U.S. Patent 3,306,712 discloses a countercurrent extraction for an aqueous feed solution containing 41.9% CaCl and 0.024% LiCl with C ₃ to C 8 alcohols as the extractant. The extraction temperature is 20 to 30 ^° C. The phase ratio of organic phase / aqueous phase is given as 2: 1. To increase the LiVCa ²⁺ selectivity, urea is added to the extraction system. Information on the lithium yield is missing. The question of urea retention remains unclear. In US Patent 3,307,922, the extraction temperature is extended to the temperature range of 5 to 75 ° C. At the same phase ratio ammonia (5% to 40%) is introduced into the extraction system to reduce the Ca extraction. Here too, further information on the lithium yield and the technological design of the overall system is lacking.

From the characteristics of the known technical solutions it is clear that there is an urgent need for an effective method for CaC ^ / LiCl separation, which allows the recovery of lithium chloride from solutions with high CaCl ₂ / LiCl ratios.

According to the previous proposals, the problem is solved when using the dilute or weakly concentrated solutions via a variant of the precipitation process (precipitation of the lithium content as a complex lithium-aluminum hydroxide), the further processing of the precipitate leads to a complicated process, since a recovery of the Aluminum chloride must be made and the separation of the calcium chloride over the precipitation step will not be complete in most cases. An immediate CaC ^ / LiCl separation by liquid-liquid extraction will be possible with simple extractants only after concentration of the solutions. Such an extraction will always be associated with a substantial co-extraction of CaCl ₂ according to the existing state of knowledge. The co-extraction of CaCl ₂ is so great when using alcohols as extractant that the exclusive use of alcohols, a CaC ^ / LiCl separation appears excluded. The previous proposals therefore provide for the use of complex extraction systems alcohol-urea or alcohol-ammonia, in order to suppress the co-extraction of calcium chloride. However, this leads to complicated processes in the regeneration of the extractant. For a technical application, the complex extraction systems seem unsuitable.

In summary, therefore, the conclusion is allowed that the problem of effective CaC + / LiCl separation from solutions must hitherto be regarded as not being solved.

Object of the invention

The invention aims to realize a simple process for the separation of lithium chloride from calcium chloride solutions at high calcium chloride excesses by liquid-liquid extraction.

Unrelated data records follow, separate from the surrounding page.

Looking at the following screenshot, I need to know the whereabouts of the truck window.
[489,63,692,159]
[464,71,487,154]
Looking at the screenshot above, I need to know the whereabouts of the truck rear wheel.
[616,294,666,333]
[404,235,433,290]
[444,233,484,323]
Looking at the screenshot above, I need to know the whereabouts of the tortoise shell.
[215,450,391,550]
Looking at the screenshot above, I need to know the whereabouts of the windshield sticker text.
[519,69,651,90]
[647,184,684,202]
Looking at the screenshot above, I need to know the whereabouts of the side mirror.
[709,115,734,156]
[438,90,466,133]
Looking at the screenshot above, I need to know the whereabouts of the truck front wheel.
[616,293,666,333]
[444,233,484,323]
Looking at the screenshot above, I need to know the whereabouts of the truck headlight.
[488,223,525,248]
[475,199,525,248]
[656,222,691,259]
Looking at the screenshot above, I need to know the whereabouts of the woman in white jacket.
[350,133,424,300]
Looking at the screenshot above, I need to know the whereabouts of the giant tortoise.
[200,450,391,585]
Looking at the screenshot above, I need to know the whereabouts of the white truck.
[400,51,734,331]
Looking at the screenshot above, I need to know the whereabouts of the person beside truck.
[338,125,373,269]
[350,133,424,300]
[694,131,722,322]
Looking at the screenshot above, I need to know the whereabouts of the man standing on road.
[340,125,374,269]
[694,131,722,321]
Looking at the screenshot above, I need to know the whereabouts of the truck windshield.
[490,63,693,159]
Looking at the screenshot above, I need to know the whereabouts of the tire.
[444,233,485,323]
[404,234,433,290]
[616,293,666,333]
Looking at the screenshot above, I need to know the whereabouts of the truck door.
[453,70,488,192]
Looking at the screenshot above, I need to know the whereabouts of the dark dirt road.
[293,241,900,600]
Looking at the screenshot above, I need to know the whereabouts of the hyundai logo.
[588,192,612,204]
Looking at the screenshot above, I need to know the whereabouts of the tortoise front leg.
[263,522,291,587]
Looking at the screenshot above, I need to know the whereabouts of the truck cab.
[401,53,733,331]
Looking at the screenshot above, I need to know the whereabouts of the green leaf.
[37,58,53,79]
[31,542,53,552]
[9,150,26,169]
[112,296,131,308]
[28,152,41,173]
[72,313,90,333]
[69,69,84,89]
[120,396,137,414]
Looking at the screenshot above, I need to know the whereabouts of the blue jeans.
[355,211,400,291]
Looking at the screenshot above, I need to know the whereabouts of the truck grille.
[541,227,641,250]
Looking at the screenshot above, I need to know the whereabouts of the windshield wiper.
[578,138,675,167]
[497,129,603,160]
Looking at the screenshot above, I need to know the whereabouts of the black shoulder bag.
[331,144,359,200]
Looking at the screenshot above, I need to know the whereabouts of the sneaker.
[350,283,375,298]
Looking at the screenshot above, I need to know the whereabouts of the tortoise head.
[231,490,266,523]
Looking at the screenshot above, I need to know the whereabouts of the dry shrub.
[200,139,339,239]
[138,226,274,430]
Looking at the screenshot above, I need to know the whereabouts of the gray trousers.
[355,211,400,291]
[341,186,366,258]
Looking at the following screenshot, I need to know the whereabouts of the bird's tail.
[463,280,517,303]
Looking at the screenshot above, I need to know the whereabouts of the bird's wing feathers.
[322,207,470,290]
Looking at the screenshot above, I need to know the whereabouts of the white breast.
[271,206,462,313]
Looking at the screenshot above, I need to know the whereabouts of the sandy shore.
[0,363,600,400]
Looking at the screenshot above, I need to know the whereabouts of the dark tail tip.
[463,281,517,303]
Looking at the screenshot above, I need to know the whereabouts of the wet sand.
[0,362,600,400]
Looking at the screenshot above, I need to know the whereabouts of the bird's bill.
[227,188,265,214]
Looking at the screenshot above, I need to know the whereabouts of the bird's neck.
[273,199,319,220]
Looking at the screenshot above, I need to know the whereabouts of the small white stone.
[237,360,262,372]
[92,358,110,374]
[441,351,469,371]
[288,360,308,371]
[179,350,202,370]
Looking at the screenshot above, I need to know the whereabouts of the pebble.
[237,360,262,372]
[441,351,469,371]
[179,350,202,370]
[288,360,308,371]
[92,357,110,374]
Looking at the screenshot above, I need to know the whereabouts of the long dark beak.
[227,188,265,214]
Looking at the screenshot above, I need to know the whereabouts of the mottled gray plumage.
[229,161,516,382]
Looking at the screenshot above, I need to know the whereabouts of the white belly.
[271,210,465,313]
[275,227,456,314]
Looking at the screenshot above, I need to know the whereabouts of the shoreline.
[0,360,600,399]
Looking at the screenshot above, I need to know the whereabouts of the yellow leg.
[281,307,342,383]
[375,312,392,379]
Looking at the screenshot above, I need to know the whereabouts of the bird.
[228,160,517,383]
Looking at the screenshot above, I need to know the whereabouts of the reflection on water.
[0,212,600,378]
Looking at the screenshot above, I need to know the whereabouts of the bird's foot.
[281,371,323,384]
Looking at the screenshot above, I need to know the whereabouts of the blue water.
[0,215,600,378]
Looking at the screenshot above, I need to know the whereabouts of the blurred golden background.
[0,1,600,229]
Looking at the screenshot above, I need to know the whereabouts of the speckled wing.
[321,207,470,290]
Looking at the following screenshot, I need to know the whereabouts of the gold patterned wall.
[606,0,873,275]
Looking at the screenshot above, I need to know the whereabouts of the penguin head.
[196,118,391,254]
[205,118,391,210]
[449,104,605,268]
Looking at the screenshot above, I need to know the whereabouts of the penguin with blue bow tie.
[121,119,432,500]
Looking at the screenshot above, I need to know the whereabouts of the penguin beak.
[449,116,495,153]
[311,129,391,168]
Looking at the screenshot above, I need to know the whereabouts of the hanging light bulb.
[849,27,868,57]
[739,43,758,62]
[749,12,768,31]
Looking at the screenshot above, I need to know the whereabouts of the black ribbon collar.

The process should make it possible to obtain lithium compounds from lithium-bearing mineralized waters with a high CaCl ₂ / LiCl ratio in an economically effective manner. Alcohols without further additives are to be used as extractants in order to keep the extraction system as simple as possible.

Explanation of the essence of the invention

The invention has for its object to develop a process for the separation of lithium chloride by liquid-liquid extraction with alcohols from calcium chloride solutions with high Cacla / LiCl ratios. The process according to the invention dispenses with any additions to the extractant in comparison to the known prior art and still allows LiCI yields of more than 90% in a simple manner. In the process according to the invention, the LiCl separation from the calcium chloride solutions with high excesses of calcium chloride is realized in the following way:

- evaporation of the solutions up to the highest possible calcium chloride contents from the viewpoint of technical handling;

- Carrying out the Lithiumchloridextraktion with the alcohol as countercurrent extraction at technically favorable temperatures and technologically favorable phase conditions;

- Carrying out the reextraction of the organic phase as countercurrent extraction at technically favorable temperatures and a minimum amount of water;

- Zwischeneinindampfung of the thus obtained Reextraktes up to the highest possible salt content from the perspective of technical handling;

- Repetition of lithium chloride extraction from the evaporated Reextrakt with the alcohol as a countercurrent extraction at technically favorable temperatures and technologically favorable phase conditions;

- At very high CaC ^ / LiCl ratios in the starting solutions a one to several repetitions of the process stages Zwischeneindampfung the Reextraktes from the upstream extraction stage and lithium chloride extraction from the evaporated Reextrakt with the alcohol as countercurrent extraction at technically favorable temperatures and technologically favorable phase conditions is required;

- Carrying out the last reextraction in two stages. First, with a minimum amount of water from the organic phase via a countercurrent extraction, a calcium-rich solution is separated, which is returned to the upstream extraction stage. Thereafter, with a larger amount of water, the complete countercurrent extraction of the organic phase to remove a lithium-rich solution;

- The lithium chloride-rich solution from the second stage of the last reextraction can be worked up by known methods to the desired lithium compounds.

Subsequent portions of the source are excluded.